Tanzania seeks to revamp cashew nut sector

by Leonard Magomba

Tanzania is seeking to revamp its defunct cashew nut processing factories to boost production of the crop which brought home $133 million in the year ending February 2011.

Government will also construct more factories, said Hemedi Mkali, the acting Chairman of Tanzania Cashewnut Board (CBT). Most of the former factories that were privatised are not functional in what could be hurting productivity of the sector.

Tanzania’s earnings from cashew nut exports went up 208 per cent during the year ending February 2011, the Bank of Tanzania said in its March 2011 “Monthly Economic Review,” bringing a ray of hope to some 500,000 Tanzanians who engage in small-scale cashew nut farming.

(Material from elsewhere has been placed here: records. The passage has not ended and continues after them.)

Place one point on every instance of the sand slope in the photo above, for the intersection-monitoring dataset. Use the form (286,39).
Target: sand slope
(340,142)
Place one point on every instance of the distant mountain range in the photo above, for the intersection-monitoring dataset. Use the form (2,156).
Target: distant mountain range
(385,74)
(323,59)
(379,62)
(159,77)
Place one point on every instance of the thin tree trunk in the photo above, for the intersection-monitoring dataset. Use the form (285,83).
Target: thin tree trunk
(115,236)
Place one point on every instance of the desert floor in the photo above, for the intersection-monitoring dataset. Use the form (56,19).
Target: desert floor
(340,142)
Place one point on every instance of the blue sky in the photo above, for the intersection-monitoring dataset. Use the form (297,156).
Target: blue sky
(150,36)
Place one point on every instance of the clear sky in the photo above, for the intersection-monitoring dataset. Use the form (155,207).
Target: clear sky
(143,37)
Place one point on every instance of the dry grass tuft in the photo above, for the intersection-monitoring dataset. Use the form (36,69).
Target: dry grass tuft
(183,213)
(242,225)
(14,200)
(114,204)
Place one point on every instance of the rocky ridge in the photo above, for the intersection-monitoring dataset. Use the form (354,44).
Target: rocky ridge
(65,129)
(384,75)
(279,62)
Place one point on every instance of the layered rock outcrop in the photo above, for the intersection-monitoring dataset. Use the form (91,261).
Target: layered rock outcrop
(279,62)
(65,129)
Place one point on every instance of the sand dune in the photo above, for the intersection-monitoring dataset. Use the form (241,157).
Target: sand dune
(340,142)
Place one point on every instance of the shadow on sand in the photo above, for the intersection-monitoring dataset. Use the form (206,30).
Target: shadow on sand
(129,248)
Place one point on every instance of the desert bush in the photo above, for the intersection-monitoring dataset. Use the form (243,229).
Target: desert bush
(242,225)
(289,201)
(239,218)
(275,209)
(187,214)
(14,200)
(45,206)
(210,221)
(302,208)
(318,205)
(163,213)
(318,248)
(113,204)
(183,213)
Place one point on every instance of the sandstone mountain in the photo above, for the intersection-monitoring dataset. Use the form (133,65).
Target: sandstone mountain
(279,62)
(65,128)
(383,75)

The volume of cashew nut exports went up by 106.9 per cent from 60,300 tonnes to 124,800 tonnes.

“Farmers can no longer export all their nuts, forcing them to sale at low prices. Through value addition, Tanzania will be able to reduce the amount of raw cashew nuts exported and also fetch higher prices,” said Mr Mkali.

Tanzania is Africa’s largest cashew nut grower after Nigeria and Ivory Coast, and the world’s eighth biggest producer. Tanzania’s cashew industry generates at least five per cent of the country’s export earnings.

This is the first time in about four years that production of the nuts has increased. Production has been on the decline since 2007, due to the ageing of the cashew nut trees, a reason given by the Agriculture, Food Security and Co-operatives ministry.

Beno Mahagama, director general of CBT said the revival of the factories and better global nut prices could improve earnings from the crop further.

Tandahimba district in Mtwara was the leading producer during the season. Regions known for cashewnut growing include Mtwara, Lindi, Coast, Ruvuma and Dar es Salaam. Production in Coast region has, however, been dwindling over the years as farmers seem to lose interest in the crop.

According to the Africa cashewnut dossier, Africa’s production share in the world stands at 30 per cent; world production currently stands at close to 1.2 million tonnes.

Following nationalisation of the cashew sector in the 1970s and investment in large-scale production plants utilising inefficient technology in the 1980s, the industry has experienced troubled times.

Analysts say a viable processing industry could create 30,000 direct jobs and generate $40 million in incremental processing revenues annually.

Africa was producing 70 per cent of world cashew nuts between 1950 and 1970, but problems in the industry that during the time led to India’s take over of the position.